The addicting narrative of “Cocaine Bear”
March 9, 2023
A film that explains itself just by its name, “Cocaine Bear” maintains outrageous vibrations throughout the film. Directed by actress and filmmaker Elizabeth Banks, the movie breaks current norms with a simplified plot to portray the bear as the star of the show. “Cocaine Bear” takes a huge risk with a blunt story, but their method pays off with an overall enjoyable experience that audiences will not forget.
The film takes inspiration from a true story from 1985. September 11, 1985, police discovered the dead body of paratrooper Andrew Carter Thorton with 77 pounds of cocaine, thousands of dollars in cash and a bulletproof vest. He died after his parachute failed to open after jumping out of a plane. Before his death, he dropped 75 pounds of cocaine to relieve weight from his aircraft. A 175-pound black bear then discovered the collection, indulged in the pile of cocaine and died from an overdose shortly after. The stuffed body now resides in a mall in Kansas now named Pablo Eskobear. The film then immortalized the bear’s story on the big screen.
“I thought it was gonna be more of a comedy horror movie and I honestly thought it was gonna be more gruesome. That’s what I thought about it beforehand. After watching the movie I thought it was one of my favorite films of 2023 so far. It’s one of those movies where you just shut off your brain and you just look at everything happening,” junior Fabio Luis Martinez said.
The film begins with Thorton throwing cocaine out of his airplane before falling to his death. After using real news footage covering the death of Thorton, the movie transitions between various stories. All the stories meet up at Blood Mountain, Georgia while the real story took place in Chattahoochee National Park.
Crime drama, family film and gore-fest best describe this movie with an anecdote for each genre. One story follows a single mom chasing her rambunctious 13-year-old daughter, played by Brooklyn Prince, with her friend after they skip school to hike up the mountain, representing the family genre.
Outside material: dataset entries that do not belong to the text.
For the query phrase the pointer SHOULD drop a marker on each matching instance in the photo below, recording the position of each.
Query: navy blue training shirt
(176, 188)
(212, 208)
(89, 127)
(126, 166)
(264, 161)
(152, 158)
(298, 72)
After the drug traffickers’ cargo dropped into the forest, his boss, Syd, dispatches his son and henchman to recover the millions of dollars of cocaine. That story represents the crime drama with a detective following them into the forest. The last genre, gore-fest, represents the bear itself with gruesome deaths at the hands of a coked-up momma black bear. The movie introduced a couple of characters to kill them off not even 10 minutes later simply. At the end of the film, all three stories and genres combine to create a satisfying ending with the credits showing the aftermath of the traumatic experience.
Unlike other pieces of media that stay in the audience’s minds long after leaving the theater, audiences tend to forget about them due to their lack of deep meaning. The comedy comes from the outrageous situation of a bear under the influence of cocaine. In one scene of the movie, the bear sniffs cocaine off of a dismembered leg similar to the way people would sniff lines of cocaine.
“It wasn’t really a comedy horror, it was more like a comedy, I mean it’s a bear on cocaine. I think cocaine bear did best at making a movie that you don’t really have to think about. I mean, it was a bear on cocaine. Honestly, the CGI was better than ant man. The fact that I really didn’t care for any of the characters made it more fun. The plot was just there but truly the star of the show was the bear,” Martinez said.